Ese mismo día, Clarita Peña recibe una llamada internacional: es Gabo, para preguntarle en qué lugar de Colombia quiere que le ponga a Adalberto. Clarita responde con los ojos en invierno: “Doctor García, me lo puede dejar desde Punta Gallina en La Guajira hasta Leticia en el Amazonas, donde mejor le parezca”.

“Entonces, Clara, te lo envío a Bogotá”. Ella, con un nudo en la garganta, le pregunta: “Doctor, ¿qué le debo?”. Gabo guarda silencio por un segundo y después del sonido grato de una sonrisa le dice: “Claro que me debes algo. Yo lo único que quiero es un sancocho de tres carnes, con ron caña, música vallenata, y debajo de un palo de mango para yo hacer de las mías”. Clara le pregunta que para cuándo puede ser, y Gabo vuelve a guardar el segundo silencio, y suelta la misma carcajada inicial. “Cuando tu presidente me deje entrar nuevamente a Colombia” (se refiere a Turbay Ayala).

Pasan más de dos años, cuando Clara vuelve a recibir una llamada internacional. “Clarita, soy yo, Gabo. No he olvidado tu deuda conmigo. Voy para este festival”. Clarita le pregunta cómo hacer para prepararle la invitación. “Háblate con Consuelo y ve al aeropuerto y lleva en la mano un ramo de rosas rojas con mariposas amarillas, para identificarte y poder saber que eres Clarita Peña y darte un fuerte abrazo”.

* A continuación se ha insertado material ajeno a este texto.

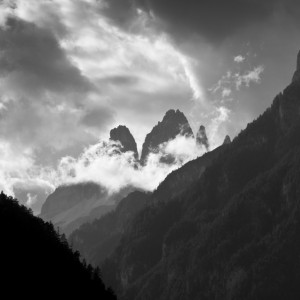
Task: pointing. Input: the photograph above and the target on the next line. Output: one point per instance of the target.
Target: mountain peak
(202, 139)
(296, 76)
(123, 135)
(174, 123)
(227, 140)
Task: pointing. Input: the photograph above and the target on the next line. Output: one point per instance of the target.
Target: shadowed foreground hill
(35, 258)
(233, 231)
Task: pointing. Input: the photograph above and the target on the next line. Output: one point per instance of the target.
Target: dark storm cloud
(121, 11)
(212, 19)
(34, 58)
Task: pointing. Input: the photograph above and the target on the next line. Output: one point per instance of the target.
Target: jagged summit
(124, 136)
(296, 76)
(227, 140)
(173, 124)
(202, 139)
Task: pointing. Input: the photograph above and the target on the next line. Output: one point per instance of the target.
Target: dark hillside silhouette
(226, 225)
(37, 262)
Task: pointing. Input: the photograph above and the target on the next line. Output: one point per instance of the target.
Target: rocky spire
(227, 140)
(201, 138)
(173, 124)
(123, 135)
(296, 76)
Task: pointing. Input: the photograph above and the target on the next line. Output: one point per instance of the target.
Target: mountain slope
(98, 239)
(231, 232)
(34, 257)
(173, 124)
(123, 135)
(70, 206)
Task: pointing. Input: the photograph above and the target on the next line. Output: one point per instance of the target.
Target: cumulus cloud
(235, 80)
(239, 59)
(102, 163)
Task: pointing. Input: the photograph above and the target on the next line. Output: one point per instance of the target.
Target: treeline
(35, 260)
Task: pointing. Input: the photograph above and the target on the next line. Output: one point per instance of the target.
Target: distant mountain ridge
(224, 226)
(72, 205)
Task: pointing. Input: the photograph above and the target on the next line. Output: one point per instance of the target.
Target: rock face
(173, 124)
(123, 135)
(230, 231)
(201, 138)
(296, 76)
(227, 140)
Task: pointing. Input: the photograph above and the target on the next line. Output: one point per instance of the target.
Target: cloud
(248, 77)
(100, 163)
(235, 80)
(239, 59)
(32, 62)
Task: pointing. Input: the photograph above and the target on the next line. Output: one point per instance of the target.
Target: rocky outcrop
(173, 124)
(227, 140)
(201, 138)
(123, 135)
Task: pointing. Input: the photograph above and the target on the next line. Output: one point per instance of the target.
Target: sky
(71, 70)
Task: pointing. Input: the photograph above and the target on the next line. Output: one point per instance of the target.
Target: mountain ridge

Así fue. Clara va adonde Consuelo, pero la Cacica le dice que es casi imposible porque ya Gabo es Nobel y las invitaciones se le han aumentado. A Clara las palabras de Consuelo vuelven a transitarle el oído sin freno alguno. El día de la llegada del Nobel se va Clara para el aeropuerto con un inmenso ramo de rosas rojas, adornado con inmensas mariposas amarillas, en papel de celofán y se dirige a la escalera del avión. Primero asoma la cara Alfonso López, el Pollo, luego la barba de un hombre guardado en guayabera blanca (Juan Gossaín) y por último, Gabo, que se detiene un poco, observa el paisaje humano que rodea el avión, identifica a Clarita, y es él quien se acerca y la abraza.

“Recógeme al mediodía en la casa de María Lourdes”. A las 12 en punto está Clara en la puerta de la casa de los Araújo Castro, y en medio de los escoltas logra colarse y encontrar a Gabo. En seguida él la aborda: “Clara, lo prometido es deuda, soy todo tuyo”. Sale sin escoltas, sin pedir permiso, se monta al pichirilo de Clarita y emprenden la marcha. Clara le advierte: “Doctor, yo vivo allá, al pie del río”. “No importa, dale que yo respondo. Lo que quiero es lo que te dije”.

Cuando van llegando a la casa, ya todos los medios de comunicación están allí, y Mercedes, su esposa, Juan Gossaín y medio pueblo más. Gabo se come el sancocho a sus anchas. De la vecindad traen abanicos de todos los tamaños y marcas para bajar la temperatura de los cachacos que bailan sin cansancio. En ese momento el Nobel es del pueblo. Toma ron caña, el del comandante del buen sabor, y bajo una fronda de mango baila, ríe, goza junto a Mercedes y su séquito de amigos. Los acordeones se retuercen como quieren y son las tres horas más felices de ese viaje a Macondo, perdón, a Valledupar. Al fin y al cabo es lo mismo. El tiempo también baila por el reloj sin decir nada, y al terminar la parranda Mercedes mira a su marido a los ojos: “Gabo, 25 años después entiendo por qué tú eres así”.